4. Move to MariaDB Enterprise Edition
This is obviously the option MariaDB plc hopes users will adopt. The license cost must be weighed against the cost of a complete architecture migration.
5. Consider PostgreSQL
For new architectures, PostgreSQL with its clustering solutions (Patroni, Citus, or native logical replication) represents a credible alternative, albeit one with a different philosophy.
The Real Debate: Open-Source Sustainability
Beyond the Galera case, this decision reignites a fundamental debate. How do you fund the long-term development of complex open-source software?
The Open Core model — a free core surrounded by commercial features — is the dominant model. Redis, MongoDB, and Elasticsearch have all adopted it in various forms. MariaDB is simply following this trend.
But there is a crucial difference: Redis changed the rules of the game from the start with new features. MariaDB is removing a feature that has been free for over fifteen years. That is the difference between never giving something away and taking back what was given.
Trust is at the heart of the open-source ecosystem. When a company removes a feature from the community edition, it sends a signal to all users: "what you use for free today could become paid tomorrow." This signal pushes architects to favor alternatives governed by foundations (like PostgreSQL via the PGDG) rather than commercial companies.
What This Means for DBAs
If you are a DBA managing Galera clusters in production, here is my advice:
- Don't panic. Your MariaDB 11.4 clusters work and will continue to work.
- Document your Galera dependency. Which use cases truly require synchronous multi-master replication?
- Evaluate alternatives. For each use case, could semi-synchronous replication with automatic failover be sufficient?

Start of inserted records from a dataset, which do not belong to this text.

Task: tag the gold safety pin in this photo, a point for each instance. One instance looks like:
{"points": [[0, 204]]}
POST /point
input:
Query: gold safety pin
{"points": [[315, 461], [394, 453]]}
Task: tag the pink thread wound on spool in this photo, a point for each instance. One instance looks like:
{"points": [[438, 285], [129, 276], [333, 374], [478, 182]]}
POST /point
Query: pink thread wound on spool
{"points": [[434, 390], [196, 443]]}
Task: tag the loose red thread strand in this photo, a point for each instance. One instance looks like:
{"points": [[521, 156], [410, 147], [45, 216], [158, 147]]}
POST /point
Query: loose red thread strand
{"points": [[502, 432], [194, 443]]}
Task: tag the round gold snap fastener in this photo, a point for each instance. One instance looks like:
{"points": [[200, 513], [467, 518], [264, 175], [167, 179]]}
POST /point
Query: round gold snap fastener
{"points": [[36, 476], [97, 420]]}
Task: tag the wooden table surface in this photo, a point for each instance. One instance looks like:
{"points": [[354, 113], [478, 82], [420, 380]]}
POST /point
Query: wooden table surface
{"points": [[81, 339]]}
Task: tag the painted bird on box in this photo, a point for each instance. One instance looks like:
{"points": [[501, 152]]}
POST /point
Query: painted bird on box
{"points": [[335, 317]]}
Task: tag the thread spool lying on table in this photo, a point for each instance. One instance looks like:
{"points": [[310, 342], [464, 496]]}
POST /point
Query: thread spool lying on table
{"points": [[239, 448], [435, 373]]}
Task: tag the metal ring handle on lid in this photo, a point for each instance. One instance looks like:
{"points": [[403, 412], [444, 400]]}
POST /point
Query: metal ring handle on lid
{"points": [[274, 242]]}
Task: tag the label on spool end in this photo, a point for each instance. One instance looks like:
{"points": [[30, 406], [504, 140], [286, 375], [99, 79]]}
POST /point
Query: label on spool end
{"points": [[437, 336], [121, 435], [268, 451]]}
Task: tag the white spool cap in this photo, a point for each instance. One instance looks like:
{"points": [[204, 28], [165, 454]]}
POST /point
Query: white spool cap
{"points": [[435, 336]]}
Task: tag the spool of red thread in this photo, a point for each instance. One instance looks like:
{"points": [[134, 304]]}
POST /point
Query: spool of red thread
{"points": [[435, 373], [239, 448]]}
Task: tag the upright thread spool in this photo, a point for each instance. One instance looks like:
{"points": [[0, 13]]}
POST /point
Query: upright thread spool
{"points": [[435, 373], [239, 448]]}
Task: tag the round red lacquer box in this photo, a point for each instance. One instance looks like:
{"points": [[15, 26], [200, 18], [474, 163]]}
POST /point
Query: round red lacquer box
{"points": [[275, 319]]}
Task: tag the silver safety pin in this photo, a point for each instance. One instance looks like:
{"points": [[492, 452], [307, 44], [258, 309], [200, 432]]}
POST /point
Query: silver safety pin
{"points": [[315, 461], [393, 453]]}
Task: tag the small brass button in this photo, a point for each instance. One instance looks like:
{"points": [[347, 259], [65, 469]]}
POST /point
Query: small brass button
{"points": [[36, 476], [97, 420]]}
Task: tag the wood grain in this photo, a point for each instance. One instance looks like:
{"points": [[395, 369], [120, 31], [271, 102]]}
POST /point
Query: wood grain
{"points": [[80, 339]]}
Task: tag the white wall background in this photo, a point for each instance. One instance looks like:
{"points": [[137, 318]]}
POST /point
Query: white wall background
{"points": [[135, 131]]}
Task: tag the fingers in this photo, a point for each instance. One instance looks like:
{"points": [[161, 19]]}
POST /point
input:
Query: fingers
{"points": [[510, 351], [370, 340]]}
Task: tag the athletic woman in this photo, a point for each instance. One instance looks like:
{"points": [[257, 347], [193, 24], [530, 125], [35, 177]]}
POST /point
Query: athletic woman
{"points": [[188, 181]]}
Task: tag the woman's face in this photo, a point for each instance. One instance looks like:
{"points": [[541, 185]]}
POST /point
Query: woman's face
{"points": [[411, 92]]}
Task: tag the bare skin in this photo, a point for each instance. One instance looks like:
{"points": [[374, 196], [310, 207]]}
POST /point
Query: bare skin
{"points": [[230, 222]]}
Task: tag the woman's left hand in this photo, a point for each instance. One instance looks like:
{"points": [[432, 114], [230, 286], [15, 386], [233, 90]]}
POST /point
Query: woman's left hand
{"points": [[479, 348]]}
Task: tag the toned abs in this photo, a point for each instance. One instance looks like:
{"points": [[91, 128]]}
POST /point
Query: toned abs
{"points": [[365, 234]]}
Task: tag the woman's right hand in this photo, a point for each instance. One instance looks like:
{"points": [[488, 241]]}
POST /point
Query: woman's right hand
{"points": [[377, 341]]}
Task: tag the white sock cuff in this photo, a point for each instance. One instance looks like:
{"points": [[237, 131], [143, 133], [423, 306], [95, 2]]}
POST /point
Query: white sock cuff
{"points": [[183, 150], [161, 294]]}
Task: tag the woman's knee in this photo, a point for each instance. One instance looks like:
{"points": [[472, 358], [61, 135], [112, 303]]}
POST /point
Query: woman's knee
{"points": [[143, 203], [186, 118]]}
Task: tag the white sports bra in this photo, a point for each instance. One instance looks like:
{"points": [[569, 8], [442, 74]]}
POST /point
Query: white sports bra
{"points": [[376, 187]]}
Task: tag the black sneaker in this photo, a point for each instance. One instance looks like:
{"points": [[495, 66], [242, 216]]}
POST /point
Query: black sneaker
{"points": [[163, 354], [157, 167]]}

- Plan ahead. Three years is a long time, but a database migration takes time. Start the evaluation now.
Conclusion
Galera has gone away is not an error message. It is a change of era. The end of a model where the most advanced clustering technology in the MariaDB / MySQL ecosystem was accessible to everyone.
It is not the end of MariaDB, nor the end of Galera. It is the end of a certain idea of what "open-source" means in the context of enterprise databases. And it is a lesson for the entire community: when it comes to open-source, the only guarantee is the license. Read it, understand it, and plan accordingly.